Sunday, November 6, 2011

No Easy Way to Create Jobs

I have said before that nobody in politics really knows how to create good, permanent jobs (except maybe the Germans!).  Mostly, it's just political talk, because we've gotten into this mess over decades, and it's going to take a long time to get out of it, if we ever do.  Here's something on that idea from the NYT:
One reason we have so few ideas about job creation is that up until recently, the U.S. economy had been growing so well for so long that few economists spent much time studying it. With no new theories, Democrats dusted off the big idea from the Great Depression, John Maynard Keynes’s view that government can create jobs by spending a lot of money. The stimulus, however, has to be borrowed, and it has to be really, truly huge — probably something like $1.5 or $2 trillion — to fill the gap between where the economy is and where it would be if everyone was spending at pre-recession levels. The goal is to goad consumers into spending again. And President Obama’s jettisoned $400 billion jobs package, hard-core Keynesians argue, is nowhere near what it would take to persuade them.

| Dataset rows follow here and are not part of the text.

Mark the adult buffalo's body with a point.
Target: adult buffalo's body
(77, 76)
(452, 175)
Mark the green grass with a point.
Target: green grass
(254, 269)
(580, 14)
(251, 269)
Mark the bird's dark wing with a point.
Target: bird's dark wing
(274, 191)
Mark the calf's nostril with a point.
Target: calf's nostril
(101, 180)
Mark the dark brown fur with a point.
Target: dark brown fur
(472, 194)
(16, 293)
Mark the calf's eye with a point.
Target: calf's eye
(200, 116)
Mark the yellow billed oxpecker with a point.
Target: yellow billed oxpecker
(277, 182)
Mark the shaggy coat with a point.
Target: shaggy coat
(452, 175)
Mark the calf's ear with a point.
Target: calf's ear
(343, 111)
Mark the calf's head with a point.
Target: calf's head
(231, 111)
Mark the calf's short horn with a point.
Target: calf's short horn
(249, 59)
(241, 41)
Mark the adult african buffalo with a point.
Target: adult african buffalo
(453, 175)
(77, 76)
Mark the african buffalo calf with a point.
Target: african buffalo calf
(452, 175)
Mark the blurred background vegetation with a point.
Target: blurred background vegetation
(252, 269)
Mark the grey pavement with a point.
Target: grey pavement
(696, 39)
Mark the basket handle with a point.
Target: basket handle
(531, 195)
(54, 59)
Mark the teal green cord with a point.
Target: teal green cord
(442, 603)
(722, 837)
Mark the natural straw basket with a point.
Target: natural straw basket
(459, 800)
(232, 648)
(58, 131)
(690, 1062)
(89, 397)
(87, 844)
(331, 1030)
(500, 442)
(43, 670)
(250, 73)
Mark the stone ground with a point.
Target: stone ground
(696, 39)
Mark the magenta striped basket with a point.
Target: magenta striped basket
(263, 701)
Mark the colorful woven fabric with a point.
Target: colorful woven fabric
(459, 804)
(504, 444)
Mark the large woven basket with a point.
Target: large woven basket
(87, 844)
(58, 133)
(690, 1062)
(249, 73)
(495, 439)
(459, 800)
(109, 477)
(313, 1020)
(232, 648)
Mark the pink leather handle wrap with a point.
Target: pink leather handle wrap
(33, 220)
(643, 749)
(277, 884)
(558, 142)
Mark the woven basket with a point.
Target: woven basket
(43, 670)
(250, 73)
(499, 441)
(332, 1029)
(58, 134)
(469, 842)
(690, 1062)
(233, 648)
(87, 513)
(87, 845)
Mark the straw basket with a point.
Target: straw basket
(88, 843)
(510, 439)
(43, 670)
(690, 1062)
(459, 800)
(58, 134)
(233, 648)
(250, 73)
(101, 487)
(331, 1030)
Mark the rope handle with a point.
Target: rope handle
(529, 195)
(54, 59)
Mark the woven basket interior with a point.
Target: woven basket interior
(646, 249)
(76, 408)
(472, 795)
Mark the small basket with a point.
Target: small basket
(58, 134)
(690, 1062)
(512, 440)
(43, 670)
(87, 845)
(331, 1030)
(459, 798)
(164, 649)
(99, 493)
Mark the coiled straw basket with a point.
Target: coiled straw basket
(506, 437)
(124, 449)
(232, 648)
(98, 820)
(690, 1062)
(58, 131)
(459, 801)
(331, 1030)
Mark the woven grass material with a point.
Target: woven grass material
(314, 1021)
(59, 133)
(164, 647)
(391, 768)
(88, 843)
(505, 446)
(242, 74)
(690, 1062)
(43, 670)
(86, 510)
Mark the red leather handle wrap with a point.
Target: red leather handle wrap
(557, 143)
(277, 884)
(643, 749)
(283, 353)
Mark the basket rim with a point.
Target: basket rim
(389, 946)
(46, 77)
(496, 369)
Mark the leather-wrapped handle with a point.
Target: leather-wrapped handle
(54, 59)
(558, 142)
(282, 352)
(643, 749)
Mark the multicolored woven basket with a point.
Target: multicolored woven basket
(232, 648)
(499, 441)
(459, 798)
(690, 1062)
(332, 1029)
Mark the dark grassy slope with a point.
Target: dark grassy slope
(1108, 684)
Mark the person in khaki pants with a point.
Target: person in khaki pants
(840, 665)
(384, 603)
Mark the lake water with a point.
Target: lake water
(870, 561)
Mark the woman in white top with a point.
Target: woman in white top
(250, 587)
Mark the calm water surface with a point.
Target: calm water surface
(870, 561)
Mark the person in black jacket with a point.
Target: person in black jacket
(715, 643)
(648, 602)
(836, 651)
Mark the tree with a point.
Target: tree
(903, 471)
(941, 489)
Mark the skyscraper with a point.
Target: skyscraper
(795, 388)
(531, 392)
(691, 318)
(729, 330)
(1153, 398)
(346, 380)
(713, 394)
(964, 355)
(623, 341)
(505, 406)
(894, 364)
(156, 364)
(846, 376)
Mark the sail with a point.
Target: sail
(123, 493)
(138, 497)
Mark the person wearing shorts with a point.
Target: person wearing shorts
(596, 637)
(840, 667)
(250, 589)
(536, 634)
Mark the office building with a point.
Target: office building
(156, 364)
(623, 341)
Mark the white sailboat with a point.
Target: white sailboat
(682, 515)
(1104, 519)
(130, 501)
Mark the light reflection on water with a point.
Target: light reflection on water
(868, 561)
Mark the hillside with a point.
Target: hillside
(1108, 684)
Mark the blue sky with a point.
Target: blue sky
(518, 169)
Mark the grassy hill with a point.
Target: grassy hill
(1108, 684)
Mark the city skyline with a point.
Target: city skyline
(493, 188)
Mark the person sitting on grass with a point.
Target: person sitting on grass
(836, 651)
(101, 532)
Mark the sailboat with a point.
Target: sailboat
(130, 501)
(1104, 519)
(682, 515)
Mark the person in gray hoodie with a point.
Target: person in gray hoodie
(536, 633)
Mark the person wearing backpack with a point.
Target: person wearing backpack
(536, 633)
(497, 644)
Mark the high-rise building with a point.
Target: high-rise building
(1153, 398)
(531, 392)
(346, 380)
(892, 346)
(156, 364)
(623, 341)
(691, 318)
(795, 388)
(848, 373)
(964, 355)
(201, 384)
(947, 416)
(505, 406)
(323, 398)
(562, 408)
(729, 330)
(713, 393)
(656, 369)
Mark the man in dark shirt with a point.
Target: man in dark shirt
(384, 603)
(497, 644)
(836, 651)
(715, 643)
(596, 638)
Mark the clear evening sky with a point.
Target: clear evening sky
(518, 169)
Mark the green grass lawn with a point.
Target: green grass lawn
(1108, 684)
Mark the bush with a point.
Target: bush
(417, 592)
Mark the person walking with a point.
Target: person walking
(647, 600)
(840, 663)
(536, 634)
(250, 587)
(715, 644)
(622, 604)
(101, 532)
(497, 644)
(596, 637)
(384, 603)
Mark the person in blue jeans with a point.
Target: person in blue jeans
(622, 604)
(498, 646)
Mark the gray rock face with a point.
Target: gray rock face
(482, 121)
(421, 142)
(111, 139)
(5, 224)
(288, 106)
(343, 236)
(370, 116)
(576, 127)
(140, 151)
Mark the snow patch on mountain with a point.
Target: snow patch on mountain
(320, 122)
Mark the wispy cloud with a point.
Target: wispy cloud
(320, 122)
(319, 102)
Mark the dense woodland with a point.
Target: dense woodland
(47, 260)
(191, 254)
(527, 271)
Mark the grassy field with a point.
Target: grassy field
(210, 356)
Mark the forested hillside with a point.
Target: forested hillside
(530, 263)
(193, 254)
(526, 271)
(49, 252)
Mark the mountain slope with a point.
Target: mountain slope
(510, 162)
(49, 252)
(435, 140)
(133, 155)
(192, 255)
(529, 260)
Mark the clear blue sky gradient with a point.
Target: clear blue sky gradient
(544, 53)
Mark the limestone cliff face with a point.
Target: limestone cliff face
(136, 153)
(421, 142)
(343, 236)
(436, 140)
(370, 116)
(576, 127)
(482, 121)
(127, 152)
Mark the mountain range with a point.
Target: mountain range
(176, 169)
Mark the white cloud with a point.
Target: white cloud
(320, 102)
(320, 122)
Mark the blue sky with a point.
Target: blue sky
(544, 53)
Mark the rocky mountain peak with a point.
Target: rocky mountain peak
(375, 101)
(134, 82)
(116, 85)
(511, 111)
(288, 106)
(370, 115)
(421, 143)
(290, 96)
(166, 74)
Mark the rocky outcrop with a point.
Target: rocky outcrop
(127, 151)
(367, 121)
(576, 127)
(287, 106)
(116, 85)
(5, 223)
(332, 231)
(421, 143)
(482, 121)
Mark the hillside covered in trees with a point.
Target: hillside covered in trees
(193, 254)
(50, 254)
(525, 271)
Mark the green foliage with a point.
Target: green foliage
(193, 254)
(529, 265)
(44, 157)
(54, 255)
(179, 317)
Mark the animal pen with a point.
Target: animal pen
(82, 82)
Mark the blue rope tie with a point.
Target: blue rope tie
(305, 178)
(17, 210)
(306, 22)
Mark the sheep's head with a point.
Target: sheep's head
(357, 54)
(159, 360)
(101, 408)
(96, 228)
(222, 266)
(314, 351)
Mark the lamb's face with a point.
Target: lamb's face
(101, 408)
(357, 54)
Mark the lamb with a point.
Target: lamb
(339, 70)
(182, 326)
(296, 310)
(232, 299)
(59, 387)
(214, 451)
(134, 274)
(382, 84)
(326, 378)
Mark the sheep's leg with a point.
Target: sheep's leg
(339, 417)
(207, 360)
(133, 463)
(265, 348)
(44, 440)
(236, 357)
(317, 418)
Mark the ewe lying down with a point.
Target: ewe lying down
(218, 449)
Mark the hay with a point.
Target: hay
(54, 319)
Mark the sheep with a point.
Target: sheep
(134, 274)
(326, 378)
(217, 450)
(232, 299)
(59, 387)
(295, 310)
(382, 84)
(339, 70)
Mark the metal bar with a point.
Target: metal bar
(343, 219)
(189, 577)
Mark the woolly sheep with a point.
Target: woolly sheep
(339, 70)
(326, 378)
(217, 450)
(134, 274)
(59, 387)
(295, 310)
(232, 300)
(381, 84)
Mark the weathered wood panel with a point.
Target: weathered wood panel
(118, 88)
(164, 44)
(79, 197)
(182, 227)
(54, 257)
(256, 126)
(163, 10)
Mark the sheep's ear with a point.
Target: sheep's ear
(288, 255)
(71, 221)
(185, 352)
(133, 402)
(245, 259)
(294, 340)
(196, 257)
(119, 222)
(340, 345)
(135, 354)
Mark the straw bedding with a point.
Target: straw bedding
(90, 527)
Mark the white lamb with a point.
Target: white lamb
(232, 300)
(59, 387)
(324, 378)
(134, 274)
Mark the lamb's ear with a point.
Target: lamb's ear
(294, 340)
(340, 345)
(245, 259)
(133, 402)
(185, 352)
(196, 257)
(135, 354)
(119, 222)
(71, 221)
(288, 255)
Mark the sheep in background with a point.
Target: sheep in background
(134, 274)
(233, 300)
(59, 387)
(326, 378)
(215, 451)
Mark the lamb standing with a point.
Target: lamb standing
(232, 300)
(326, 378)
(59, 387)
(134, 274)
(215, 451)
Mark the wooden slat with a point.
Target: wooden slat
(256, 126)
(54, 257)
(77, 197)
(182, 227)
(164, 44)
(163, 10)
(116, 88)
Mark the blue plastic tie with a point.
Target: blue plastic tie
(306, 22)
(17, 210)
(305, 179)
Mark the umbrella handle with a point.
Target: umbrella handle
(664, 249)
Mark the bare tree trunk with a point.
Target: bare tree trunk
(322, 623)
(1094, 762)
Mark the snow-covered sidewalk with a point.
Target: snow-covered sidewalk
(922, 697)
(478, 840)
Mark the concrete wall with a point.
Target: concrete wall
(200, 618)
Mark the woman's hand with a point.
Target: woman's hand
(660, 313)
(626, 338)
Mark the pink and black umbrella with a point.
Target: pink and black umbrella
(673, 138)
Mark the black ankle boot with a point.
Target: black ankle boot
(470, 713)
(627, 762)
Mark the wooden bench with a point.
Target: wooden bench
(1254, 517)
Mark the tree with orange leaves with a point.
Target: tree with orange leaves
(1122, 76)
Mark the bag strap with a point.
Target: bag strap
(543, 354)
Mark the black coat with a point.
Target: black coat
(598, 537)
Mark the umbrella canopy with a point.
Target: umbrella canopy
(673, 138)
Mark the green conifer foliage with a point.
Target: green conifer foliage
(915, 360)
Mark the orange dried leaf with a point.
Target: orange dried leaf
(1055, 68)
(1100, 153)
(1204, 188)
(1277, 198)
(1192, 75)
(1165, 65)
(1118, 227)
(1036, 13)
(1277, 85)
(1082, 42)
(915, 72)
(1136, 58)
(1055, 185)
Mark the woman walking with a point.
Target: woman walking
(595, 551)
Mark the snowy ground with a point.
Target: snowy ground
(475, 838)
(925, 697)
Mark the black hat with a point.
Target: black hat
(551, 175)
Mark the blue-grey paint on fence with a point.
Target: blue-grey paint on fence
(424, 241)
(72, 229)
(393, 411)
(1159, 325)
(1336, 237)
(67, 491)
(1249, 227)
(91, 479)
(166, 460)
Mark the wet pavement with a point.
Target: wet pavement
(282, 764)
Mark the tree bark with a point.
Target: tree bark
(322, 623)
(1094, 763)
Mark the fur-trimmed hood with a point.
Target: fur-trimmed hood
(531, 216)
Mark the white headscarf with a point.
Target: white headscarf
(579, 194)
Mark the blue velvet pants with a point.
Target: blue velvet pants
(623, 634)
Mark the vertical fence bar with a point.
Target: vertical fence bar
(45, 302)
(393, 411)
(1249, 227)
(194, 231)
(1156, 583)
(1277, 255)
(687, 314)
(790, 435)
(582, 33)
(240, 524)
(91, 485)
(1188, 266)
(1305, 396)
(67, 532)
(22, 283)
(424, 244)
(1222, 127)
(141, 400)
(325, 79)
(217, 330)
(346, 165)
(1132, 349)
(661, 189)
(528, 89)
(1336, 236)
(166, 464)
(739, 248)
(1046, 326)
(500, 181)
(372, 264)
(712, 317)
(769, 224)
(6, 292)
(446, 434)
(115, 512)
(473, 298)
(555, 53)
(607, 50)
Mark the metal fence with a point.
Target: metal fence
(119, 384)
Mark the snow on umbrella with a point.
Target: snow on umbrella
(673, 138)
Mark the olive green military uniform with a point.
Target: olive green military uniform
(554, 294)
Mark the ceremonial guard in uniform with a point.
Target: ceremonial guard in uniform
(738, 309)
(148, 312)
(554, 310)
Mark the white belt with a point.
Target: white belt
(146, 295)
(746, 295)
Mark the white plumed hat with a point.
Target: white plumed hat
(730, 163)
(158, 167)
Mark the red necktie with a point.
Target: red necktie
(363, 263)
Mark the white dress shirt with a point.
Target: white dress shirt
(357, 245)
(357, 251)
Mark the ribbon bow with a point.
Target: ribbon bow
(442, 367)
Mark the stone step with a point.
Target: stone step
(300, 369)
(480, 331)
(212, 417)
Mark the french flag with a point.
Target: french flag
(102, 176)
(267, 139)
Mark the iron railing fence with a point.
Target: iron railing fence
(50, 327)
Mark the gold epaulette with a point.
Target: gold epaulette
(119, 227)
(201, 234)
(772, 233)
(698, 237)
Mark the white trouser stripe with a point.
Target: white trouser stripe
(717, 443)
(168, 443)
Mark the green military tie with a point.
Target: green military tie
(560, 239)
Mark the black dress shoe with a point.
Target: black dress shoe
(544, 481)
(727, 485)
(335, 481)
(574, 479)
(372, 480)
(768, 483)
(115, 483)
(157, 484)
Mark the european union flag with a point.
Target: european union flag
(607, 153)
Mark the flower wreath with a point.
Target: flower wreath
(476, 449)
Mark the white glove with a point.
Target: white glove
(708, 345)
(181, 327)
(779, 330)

Many Republicans follow the more fiscally conservative University of Chicago School, which argues that Keynesian stimulus can’t heal a sick economy — only time can. Chicagoans believe that economies can only truly recover on their own and that policy interventions only slow the recovery. It’s a puzzle of modern politics that Republicans have had electoral success with a policy that fundamentally asserts there is nothing the government can do to create jobs any time soon.

Of course, Romney, Perry, Herman Cain and the rest won’t come out and say, “If elected, I will tell you to wait this thing out.” Instead, Republican candidates fill their jobs plans with Chicagoan ideas that have nothing to do with the current crisis, like permanent cuts in taxes and regulation. These policies may (or may not) make the economy healthier in 5 years or 10, but the immediate impact would require firing a large number of America’s roughly 23 million government workers.

Keynesians and Chicagoans, however, do agree on two important points. First, in economics, unlike politics, there’s no middle ground: You can’t simultaneously cut and increase government budgets. The only shot we have at truly transforming our economy is a one-party sweep in the 2012 elections that would lead to radical legislative changes. Still, either path — lots more debt or lots of fired government workers — will only inflame more Americans.

The second area of agreement is the most important: an economy is truly healthy only when its people know how to make and do things that others will pay them a decent amount for. Jobs, in other words, are not the cause of a healthy economy; they’re the byproduct. And that’s another thing most national politicians know but will never say.